Marco Giovanniello
Rotta verso il mercato
21 Gennaio Gen 2013 1047 21 gennaio 2013

Cesserà finalmente la rendita assicurata ad Alitalia a spese dei passeggeri della Linate-Fiumicino?

Domani 22 gennaio il Consiglio di Stato dovrebbe decidere in merito all' ennesimo ricorso di Alitalia contro l' assegnazione di 7 slot di Linate a easyJet, che avrebbe consentito il ritorno di un embrione di concorrenza nella rotta verso l' aeroporto romano di Fiumicino, che è di gran lunga la più lucrosa d' Italia.

Alitalia ne ha il monopolio da quando il Governo cosiddetto liberista di Berlusconi vietò per tre anni, a partire dal novembre 2008, ogni intromissione dell' Antitrust nella fusione fra la stessa Alitalia e la AirOne, organizzata da Corrado Passera, allora a capo di Intesa Sanpaolo.

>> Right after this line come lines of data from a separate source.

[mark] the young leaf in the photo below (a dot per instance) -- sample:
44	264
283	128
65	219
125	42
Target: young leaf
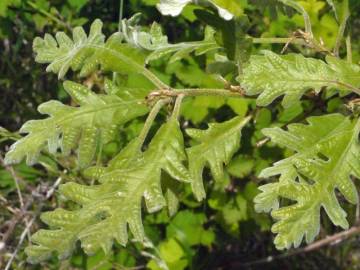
109	207
64	52
94	121
216	147
327	154
157	43
87	53
272	75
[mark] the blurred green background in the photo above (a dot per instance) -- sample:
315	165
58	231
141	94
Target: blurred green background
223	232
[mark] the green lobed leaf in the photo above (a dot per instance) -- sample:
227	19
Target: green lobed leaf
83	128
158	44
215	147
86	53
115	203
327	154
272	76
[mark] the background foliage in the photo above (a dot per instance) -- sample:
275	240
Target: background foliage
222	232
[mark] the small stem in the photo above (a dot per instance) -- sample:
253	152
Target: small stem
298	41
150	119
348	49
177	106
206	92
142	70
352	88
340	35
154	79
299	8
121	11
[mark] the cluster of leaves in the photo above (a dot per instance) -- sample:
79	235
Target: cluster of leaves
164	165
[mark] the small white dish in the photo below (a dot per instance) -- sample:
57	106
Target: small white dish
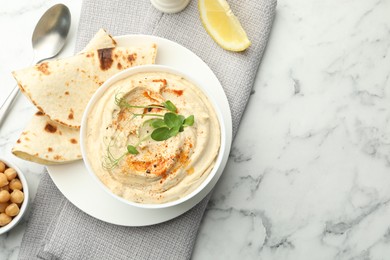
25	202
151	69
170	6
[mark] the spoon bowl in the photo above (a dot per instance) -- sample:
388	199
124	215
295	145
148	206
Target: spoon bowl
48	39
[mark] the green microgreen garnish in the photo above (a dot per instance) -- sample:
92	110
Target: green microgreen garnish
164	127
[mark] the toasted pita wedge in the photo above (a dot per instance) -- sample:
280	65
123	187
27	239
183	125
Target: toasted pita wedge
61	89
101	40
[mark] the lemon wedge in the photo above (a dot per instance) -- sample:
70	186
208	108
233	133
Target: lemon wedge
222	25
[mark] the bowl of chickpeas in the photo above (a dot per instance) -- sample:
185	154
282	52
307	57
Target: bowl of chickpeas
13	195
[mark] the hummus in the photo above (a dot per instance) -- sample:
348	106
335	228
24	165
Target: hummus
162	171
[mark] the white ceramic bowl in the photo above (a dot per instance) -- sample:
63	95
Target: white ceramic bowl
153	68
25	202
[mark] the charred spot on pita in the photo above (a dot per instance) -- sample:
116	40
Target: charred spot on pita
105	58
44	68
71	116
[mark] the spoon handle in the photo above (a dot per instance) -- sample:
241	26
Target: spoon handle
7	104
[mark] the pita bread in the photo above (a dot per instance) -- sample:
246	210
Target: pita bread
101	40
61	89
47	142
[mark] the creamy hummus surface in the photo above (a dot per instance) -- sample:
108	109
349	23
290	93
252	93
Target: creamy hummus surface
162	171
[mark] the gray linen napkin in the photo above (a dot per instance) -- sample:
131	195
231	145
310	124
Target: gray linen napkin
56	228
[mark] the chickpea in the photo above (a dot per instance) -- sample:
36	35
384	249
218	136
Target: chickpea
4	196
12	210
3	179
15	184
3	206
4	219
17	196
10	173
2	166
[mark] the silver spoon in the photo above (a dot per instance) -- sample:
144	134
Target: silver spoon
48	39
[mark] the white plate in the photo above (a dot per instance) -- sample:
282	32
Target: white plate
78	186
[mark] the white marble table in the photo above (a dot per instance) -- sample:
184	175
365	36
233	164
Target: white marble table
308	176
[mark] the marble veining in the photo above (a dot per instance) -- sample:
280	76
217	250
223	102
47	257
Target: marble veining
308	174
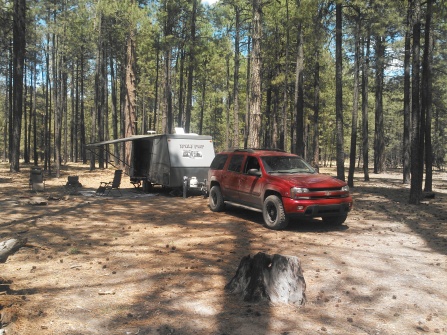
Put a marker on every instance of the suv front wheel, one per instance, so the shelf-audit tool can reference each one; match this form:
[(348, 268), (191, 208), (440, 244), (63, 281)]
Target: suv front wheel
[(274, 214), (216, 199)]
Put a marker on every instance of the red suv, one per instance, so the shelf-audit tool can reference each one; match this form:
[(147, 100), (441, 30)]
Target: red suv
[(278, 184)]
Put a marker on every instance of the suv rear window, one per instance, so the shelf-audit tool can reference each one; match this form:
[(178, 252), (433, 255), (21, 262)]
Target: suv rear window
[(218, 162), (236, 163)]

Si sapeva benissmo che la nuova Alitalia era un neonato gracile e si pensò bene di assicurarle una rendita a spese dei consumatori e soprattutto delle aziende che pagano i biglietti di questa rotta essenzialmente d' affari. Gli effetti sono chiari: la newsletter inviatami da Alitalia la scorsa settimana pubblicizza offerte di voli da Milano Linate a Bari per 59 euro sola andata e da Roma a Parigi per 104 euro andata e ritorno, mentre non c' è mai modo di spendere meno di 100 euro sola andata nella ben più breve tratta da Fiumicino a Linate. Andando invece da Fiumicino a Malpensa il prezzo chiesto da Alitalia può scendere magicamente a 39 euro, perché invece del monopolio c' è la concorrenza, appunto di esyJet.

Non si tratta di pochi spiccioli, perché quelle sono tariffe speciali disponibili prenotando comunque con largo anticipo e l' utenza affari, che è quella tipica di questo volo, prenota anche dall' oggi al domani. Quanto paga? Non meno di 399 euro un' andata e ritorno Linate-Fiumicino domani, quando easyJet ne chiede 122 da Malpensa a Fiumicino e la stessa Alitalia, da Malpensa, si accontenta di 250.

Insomma, è chiaro che il monopolio regalato da Berlusconi consente ad Alitalia di estrarre almeno 150 euro di rendita aggiuntiva da ogni passeggero che comprerà oggi un biglietto per volare domani da Milano a Roma e ritorno. Questo equivale ad una tassa impropria a carico dell' azienda per cui lavora e in generale ad un aggravio dei costi del fare business in Italia.

Pochi sanno che nessuna rotta al mondo paragonabile alla Linate-Fiumicino è in monopolio, come nessuna fusione fra linee aeree verrebbe mai concessa senza provvedimenti correttivi a tutela della concorrenza. Lo stesso sciagurato provvedimento di Silvio, cui sarebbe bene che qualcuno chiedesse conto dell' operazione Alitalia almeno in campagna elettorale, poneva un limite al monopolio per il novembre 2011, ma siamo alla fine di gennaio 2013 e Alitalia non ha alcuna intenzione di cederlo, anche perché è una delle pochissime doti che vanta nel tentativo di trovare un ennesimo salvatore che rimpingui le casse svuotate da quattro anni di perdite.

Già è assurdo che sia il tecnicamente incompetente Consiglio di Stato ad avere l' ultima parola su una materia già troppo blandamente regolata dall' Antitust e, visto che Alitalia finirà prima o poi ad Air France, mi auguro che non ci si copra di vergogna cedendo ai Francesi la rendita della rotta Linate-Fiumicino. A Parigi l' Ancien Régime è terminato nel 1789, è ora che finisca anche da noi, a meno che non si decida che vogliamo essere una colonia, alla faccia della sbandierata italianità.

Non possiamo più essere tartassati per salvare i soci privati di Alitalia, che accorsero in un chiaro do ut des al richiamo di Berlusconi per il mantenimento a tempo della finta italianità di Alitalia. Se eccellenti imprenditori come i Riva o i Ligresti sbagliarono i loro conti, non devono essere i consumatori né le aziende a toglier loro le castagne dal fuoco.